ILubyte * image = ilGetData();
int bpp = ilGetInteger(IL_IMAGE_BPP);
std::cout << "BPP = " << bpp << std::endl;
for (int z=0; z < terrainHeight; ++z)
{
for (int x=0; x < terrainWidth; ++x)
{
pVertices[z*terrainWidth+x] = NxVec3(NxF32(x),
NxF32(image[z*terrainWidth+x]*bpp), NxF32(z));
}
}
for (int i=0; i < vertexCount; ++i)
{
std::cout << "x = " << pVertices[i].x << "\t y = "

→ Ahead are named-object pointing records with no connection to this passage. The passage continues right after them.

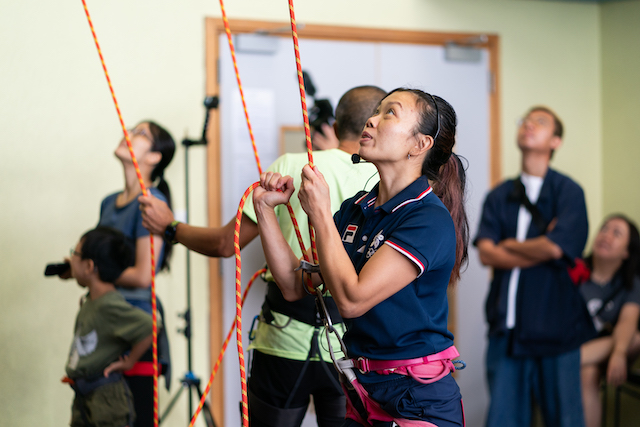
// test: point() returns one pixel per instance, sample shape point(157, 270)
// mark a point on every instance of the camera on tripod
point(322, 111)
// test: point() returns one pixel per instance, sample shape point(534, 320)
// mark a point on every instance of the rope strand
point(144, 192)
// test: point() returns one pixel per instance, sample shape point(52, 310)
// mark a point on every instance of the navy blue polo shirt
point(549, 313)
point(413, 322)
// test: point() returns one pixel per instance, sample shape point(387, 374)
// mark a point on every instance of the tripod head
point(210, 103)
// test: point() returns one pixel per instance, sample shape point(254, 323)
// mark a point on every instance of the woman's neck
point(395, 179)
point(132, 184)
point(604, 270)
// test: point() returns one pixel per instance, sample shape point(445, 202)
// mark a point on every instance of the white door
point(270, 82)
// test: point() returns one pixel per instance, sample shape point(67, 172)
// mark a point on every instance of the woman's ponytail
point(449, 186)
point(443, 167)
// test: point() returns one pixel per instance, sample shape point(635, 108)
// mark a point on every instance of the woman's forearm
point(625, 328)
point(280, 258)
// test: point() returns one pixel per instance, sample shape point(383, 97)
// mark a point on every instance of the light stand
point(190, 381)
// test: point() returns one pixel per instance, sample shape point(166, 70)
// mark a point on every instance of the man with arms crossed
point(531, 229)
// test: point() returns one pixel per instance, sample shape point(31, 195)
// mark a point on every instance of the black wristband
point(170, 232)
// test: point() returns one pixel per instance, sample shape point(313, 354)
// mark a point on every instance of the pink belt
point(425, 370)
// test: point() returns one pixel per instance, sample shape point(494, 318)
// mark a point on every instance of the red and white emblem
point(350, 233)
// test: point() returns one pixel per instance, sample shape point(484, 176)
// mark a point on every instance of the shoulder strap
point(612, 294)
point(520, 194)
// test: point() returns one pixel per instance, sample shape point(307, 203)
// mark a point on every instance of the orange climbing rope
point(239, 301)
point(235, 67)
point(224, 348)
point(144, 192)
point(307, 130)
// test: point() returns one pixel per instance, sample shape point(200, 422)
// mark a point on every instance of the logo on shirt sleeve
point(349, 234)
point(375, 244)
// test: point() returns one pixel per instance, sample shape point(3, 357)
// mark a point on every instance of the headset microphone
point(355, 158)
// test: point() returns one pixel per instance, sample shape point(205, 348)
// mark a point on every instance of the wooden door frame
point(214, 27)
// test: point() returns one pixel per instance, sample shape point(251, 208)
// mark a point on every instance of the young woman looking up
point(612, 295)
point(388, 257)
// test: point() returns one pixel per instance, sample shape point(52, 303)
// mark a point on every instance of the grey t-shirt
point(595, 295)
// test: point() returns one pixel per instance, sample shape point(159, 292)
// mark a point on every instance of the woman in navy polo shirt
point(387, 257)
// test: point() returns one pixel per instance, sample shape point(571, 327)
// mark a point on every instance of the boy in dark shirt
point(106, 327)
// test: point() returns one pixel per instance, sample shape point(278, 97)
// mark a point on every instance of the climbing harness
point(425, 370)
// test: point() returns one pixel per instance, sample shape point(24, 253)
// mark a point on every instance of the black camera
point(322, 111)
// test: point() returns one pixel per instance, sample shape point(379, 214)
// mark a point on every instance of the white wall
point(59, 129)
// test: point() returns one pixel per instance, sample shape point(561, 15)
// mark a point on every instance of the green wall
point(620, 23)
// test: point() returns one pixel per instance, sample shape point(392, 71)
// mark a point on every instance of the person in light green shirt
point(290, 360)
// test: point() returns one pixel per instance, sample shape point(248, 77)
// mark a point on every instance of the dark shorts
point(110, 405)
point(439, 403)
point(273, 380)
point(514, 382)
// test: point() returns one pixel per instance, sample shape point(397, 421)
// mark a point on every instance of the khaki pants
point(108, 406)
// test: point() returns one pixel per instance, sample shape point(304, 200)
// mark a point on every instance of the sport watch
point(170, 232)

<< pVertices[i].y << "\t z = " << pVertices[i].z << std::endl;
}
Then, i'm getting the following result.
I'm expecting the zero values(for y-coordinate) for (0,0), (1,1), (2,2) and (3,3). but the result is different. why i'm not getting the expected results ?
I think it should be image[(z*terrainWidth+x)*bpp] instead of image[z*terrainWidth+x]*bpp.